I think both are done for long-term forks. Since both are done we can surmise that both are practical.
I suspect that rebase-forks are more common historically. Because the only thing I’ve heard of when it comes to managing changes on top of a version control system (which could be centralized) are “patch queues” or stacks. And those tend to be rebase systems with a different system.
But I have no practical experience with long-lived forks.
Nice overview. There is a lot of rebasing going on, and I wonder how that would work when more than one person works on the downstream fork. Force-pushing can easily break other users’ checkouts.
- at least not if someone else could be working on it
- and definitely not without talking to them about it
Personally I force push my branches quite often. It's super useful to rebase my branch on to main/master or doing an interactive rebase to reorder my commits, merge or just change the commit message.
I've been on the other end of someone rebasing and force pushing. I've found that just removing the branch from my local git and then checking it out fresh from origin is the simplest way to go.
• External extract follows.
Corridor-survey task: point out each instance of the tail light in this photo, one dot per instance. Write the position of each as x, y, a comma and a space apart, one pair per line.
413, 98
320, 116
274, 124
With a “branch” you’re often talking about the same repository (as in you can push to the same repository). With “forks” there might be N different “trees” where each tree is “mine” and the coordination could be patches via emails.
With such a loose relation you could easily end up in a situation where you are conceptually “force pushing”. Because you might use the same patches but not have the same graph topology.
What if you send three patches to the upstream and they incorporate it with git-am(1)? Then they have effectively made a different history with your patches: three commits which are not the same as your three but may be patch-identical. Then you need to keep track of that “force push” by the upstream so that you don’t maintain your now duplicate commits (as in distinct commits but the changes are duplicates).
You can also `git fetch` and `git reset --hard origin/force-pushed-branch` to get your local branch up to speed with remote one assuming you don't have any local changes.
I haven’t tried it myself, but since you know commits A and B have already been rebased and had their conflicts resolved, can’t you instead rebase -i on top of the partial-rebase branch and then drop A and B?
I think this way at least you still benefit from the rebase --edit-todo, which you do not when cherry-picking C^..F.
Or easier, do an interactive rebase and mark the last commit which is in the partial-rebase branch for editing. Then, do `git reset --hard partial-rebase` and continue the rebase.
If you're actually forked, you shouldn't be rebasing.